L’iter del decreto, in tempi normali sarebbe questo. L’ufficio competente in materia del MEF scrive un testo. Il testo viene valutato dall’ufficio legislativo, sempre del MEF. Con le osservazioni dell’ufficio legislativo, il testo va alla Ragioneria generale dello Stato che fa le sue valutazioni e lo restituisce all’ufficio legislativo. L’ufficio legislativo recepisce le proposte della Ragioneria. A questo punto il MEF manda il testo al MISE per il concerto. Il MISE (l’ufficio competente in materia e l’ufficio legislativo) esamina il decreto e fa le sue osservazioni. Il decreto torna al MEF, dove l’ufficio legislativo esamina e recepisce le proposte del MISE (se va bene e non ci sono differenze di valutazione). Il decreto viene mandato alla Ragioneria, che dà il suo benestare con la “bollinatura” (un piccolo segno verde, che è fra i più ambiti premi nel sistema burocratico). A questo punto il Ministro firma il decreto, che viene quindi inviato alla Corte dei conti per la registrazione. Quando torna dalla registrazione, il decreto viene pubblicato sulla Gazzetta Ufficiale, appena c’è posto. A questo punto gli interessati – ad esempio le imprese – leggono il decreto, cercano di capire cosa devono fare e, forse, le prime garanzie diventano operative (n.b.: quella che precede è una versione semplificata dell’iter, che non include i tempi supplementari frequentemente richiesti da eventuali disaccordi fra uffici).

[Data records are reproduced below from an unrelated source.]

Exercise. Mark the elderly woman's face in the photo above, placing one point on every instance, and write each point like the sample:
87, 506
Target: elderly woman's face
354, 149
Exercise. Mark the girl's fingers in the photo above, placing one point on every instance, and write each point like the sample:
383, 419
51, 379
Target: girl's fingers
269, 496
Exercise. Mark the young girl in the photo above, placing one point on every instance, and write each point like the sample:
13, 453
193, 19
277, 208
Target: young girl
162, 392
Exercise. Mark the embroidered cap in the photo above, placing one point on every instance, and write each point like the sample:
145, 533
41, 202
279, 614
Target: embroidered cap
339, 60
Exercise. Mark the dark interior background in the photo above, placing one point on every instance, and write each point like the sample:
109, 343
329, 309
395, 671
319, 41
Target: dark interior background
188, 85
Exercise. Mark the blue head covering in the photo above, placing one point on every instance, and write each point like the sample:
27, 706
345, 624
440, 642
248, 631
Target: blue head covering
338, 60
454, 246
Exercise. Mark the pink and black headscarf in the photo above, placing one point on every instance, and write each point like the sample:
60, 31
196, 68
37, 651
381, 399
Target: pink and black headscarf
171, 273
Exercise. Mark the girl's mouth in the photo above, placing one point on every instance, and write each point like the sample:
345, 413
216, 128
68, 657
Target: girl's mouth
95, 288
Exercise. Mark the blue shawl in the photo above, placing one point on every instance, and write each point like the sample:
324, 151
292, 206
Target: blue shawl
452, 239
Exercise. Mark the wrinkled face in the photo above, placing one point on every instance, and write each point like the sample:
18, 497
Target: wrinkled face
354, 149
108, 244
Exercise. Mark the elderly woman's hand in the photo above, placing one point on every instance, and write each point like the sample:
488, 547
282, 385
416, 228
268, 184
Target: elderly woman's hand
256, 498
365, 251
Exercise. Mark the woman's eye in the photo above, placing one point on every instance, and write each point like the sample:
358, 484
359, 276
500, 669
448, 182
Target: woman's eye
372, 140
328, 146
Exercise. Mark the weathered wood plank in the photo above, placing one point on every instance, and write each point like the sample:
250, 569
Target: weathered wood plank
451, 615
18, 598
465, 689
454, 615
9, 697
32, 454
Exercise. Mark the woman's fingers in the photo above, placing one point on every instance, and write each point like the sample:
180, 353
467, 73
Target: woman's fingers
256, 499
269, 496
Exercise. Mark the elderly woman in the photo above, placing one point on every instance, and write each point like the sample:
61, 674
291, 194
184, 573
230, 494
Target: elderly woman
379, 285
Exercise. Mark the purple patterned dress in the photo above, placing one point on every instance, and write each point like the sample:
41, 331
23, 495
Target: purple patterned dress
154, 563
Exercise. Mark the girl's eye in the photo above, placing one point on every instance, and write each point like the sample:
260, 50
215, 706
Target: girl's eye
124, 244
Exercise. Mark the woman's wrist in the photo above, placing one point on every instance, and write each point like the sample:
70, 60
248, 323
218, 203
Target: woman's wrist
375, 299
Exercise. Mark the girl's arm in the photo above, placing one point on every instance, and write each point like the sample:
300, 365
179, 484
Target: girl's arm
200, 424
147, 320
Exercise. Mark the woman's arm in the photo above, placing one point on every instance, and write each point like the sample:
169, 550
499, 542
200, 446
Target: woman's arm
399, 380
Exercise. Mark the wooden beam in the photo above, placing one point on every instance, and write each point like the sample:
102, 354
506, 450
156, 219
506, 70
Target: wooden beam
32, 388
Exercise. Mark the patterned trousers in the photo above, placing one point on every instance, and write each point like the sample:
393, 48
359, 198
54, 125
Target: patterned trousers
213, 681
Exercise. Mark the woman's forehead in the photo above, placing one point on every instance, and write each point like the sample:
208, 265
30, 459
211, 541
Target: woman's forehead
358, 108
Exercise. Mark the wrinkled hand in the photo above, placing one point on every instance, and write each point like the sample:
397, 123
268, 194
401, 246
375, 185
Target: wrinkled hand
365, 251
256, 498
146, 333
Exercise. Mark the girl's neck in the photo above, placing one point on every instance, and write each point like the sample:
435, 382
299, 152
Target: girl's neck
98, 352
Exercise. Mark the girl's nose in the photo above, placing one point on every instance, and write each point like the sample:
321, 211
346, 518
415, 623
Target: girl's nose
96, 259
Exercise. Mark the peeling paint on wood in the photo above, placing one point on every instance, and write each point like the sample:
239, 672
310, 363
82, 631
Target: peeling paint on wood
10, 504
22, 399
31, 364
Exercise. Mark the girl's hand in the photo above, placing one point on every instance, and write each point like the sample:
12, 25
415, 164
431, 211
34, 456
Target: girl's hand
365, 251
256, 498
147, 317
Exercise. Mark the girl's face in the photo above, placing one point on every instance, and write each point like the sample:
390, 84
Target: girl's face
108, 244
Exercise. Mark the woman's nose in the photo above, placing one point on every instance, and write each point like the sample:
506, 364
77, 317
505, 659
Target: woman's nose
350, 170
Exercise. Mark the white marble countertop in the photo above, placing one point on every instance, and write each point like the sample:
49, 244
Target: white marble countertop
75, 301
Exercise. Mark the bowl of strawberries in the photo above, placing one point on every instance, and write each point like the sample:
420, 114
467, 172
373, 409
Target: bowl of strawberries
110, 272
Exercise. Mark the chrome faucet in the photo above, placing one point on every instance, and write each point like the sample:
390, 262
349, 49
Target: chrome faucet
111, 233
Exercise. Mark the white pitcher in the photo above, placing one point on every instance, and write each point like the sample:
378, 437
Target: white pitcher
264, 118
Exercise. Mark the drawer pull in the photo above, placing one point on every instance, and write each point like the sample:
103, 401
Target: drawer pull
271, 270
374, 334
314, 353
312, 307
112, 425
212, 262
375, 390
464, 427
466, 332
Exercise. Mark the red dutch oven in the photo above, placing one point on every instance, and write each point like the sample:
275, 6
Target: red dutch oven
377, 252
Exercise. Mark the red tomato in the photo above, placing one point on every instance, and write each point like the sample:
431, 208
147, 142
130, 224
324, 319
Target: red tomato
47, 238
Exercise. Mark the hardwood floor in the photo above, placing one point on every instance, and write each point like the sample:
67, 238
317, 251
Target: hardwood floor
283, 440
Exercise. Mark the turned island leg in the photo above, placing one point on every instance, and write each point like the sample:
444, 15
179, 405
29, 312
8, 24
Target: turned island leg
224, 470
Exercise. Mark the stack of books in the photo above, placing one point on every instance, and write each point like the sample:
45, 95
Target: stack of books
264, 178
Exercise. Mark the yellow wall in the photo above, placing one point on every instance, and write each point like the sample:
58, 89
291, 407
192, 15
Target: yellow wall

Questo l’iter in tempi normali. E in tempi straordinari, quando la casa brucia e bisogna intervenire subito, immediatamente, tempestivamente? Esattamente gli stessi tempi. Le misure di aiuto e sostegno saranno anche urgenti, le necessità alle quali devono rispondere sono urgentissime e spesso drammatiche, ma l’attuazione delle misure no: il decreto si aggira nel labirinto amministrativo e resta invisibile – al momento in cui si scrive – a ben due settimane dalla pubblicazione della norma che lo prevede. Eppure si potrebbe almeno semplicemente chiedere a tutti quegli uffici di non lavorare in sequenza, ma contestualmente, mettendo insieme le loro competenze per un risultato celere, e forse persino migliore.

È triste, la storia del decreto invisibile. Ancora più triste è la storia di chi inutilmente lo attende, mentre il tempo passa, i danni crescono, la speranza e la fiducia – elementi essenziali della democrazia – si vanno spegnendo.